Article 2 : Il est enjoint au maire de la commune du Thoronet de délivrer aux époux A le permis de construire sollicité, dans un délai de deux mois à compter de la notification du présent jugement.
Article 3 : La commune du Thoronet versera aux époux A une somme de 2 000 euros en application des dispositions de l’article L. 761-1 du code de justice administrative.
Article 4 : Le surplus des conclusions de la requête est rejeté.

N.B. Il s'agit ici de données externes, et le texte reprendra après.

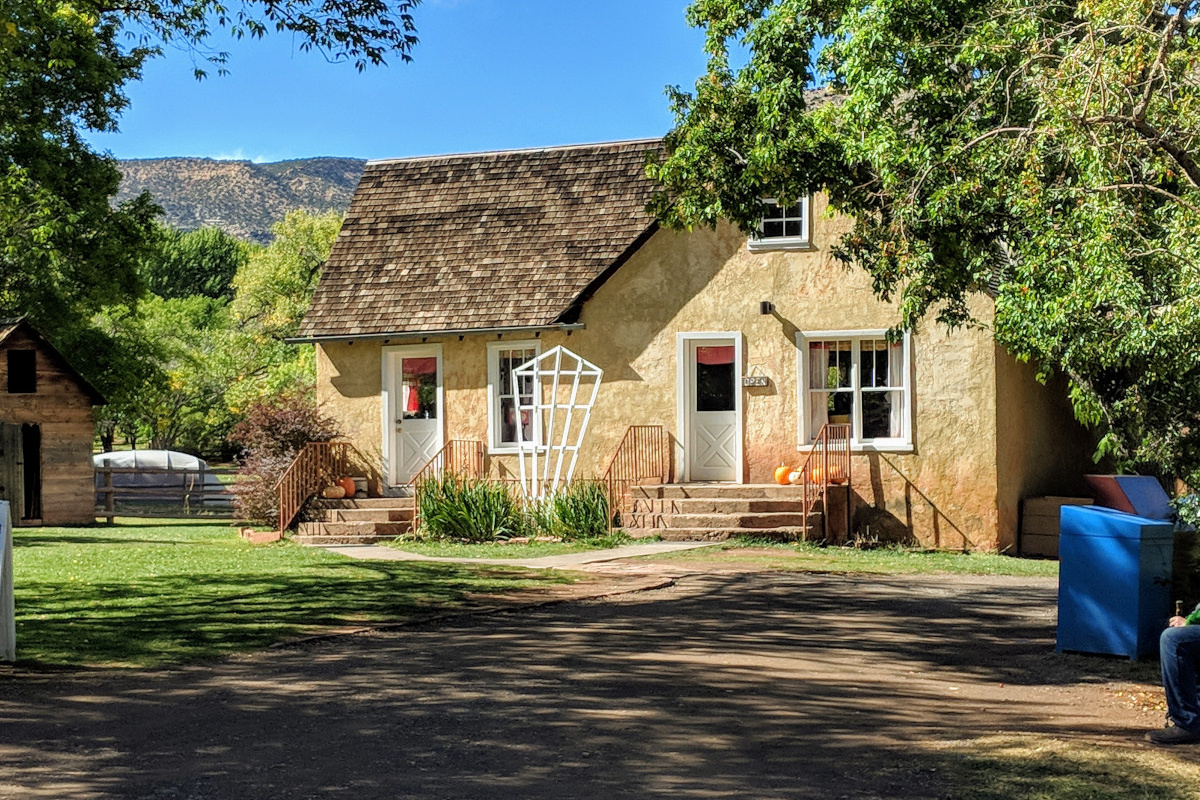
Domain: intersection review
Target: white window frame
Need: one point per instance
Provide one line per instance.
(762, 242)
(493, 388)
(893, 444)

Article 5 : Les conclusions de la commune du Thoronet présentées sur le fondement des dispositions de l’article L. 761-1 du code de justice administrative sont rejetées.
Article 6 : Le présent jugement sera notifié à M. B A, à Mme C A et à la commune du Thoronet.
Copie en sera donnée au procureur de la République près le tribunal judiciaire de Draguignan.
Copie en sera donnée au préfet du Var.
Délibéré après l’audience du 20 décembre 2024 à laquelle siégeaient :
M. Sauton, président,
M. Quaglierini, premier conseiller,
Mme Martin, conseillère.
Rendu public par mise à disposition au greffe le 10 janvier 2025.
Le rapporteur,
Signé
B. Quaglierini
Le président,
Signé
J.-F. Sauton
La greffière
Signé
B. Ballestracci
La République mande et ordonne au préfet du Var en ce qui le concerne ou à tous commissaires de justice à ce requis en ce qui concerne les voies de droit commun contre les parties privées, de pourvoir à l’exécution de la présente décision.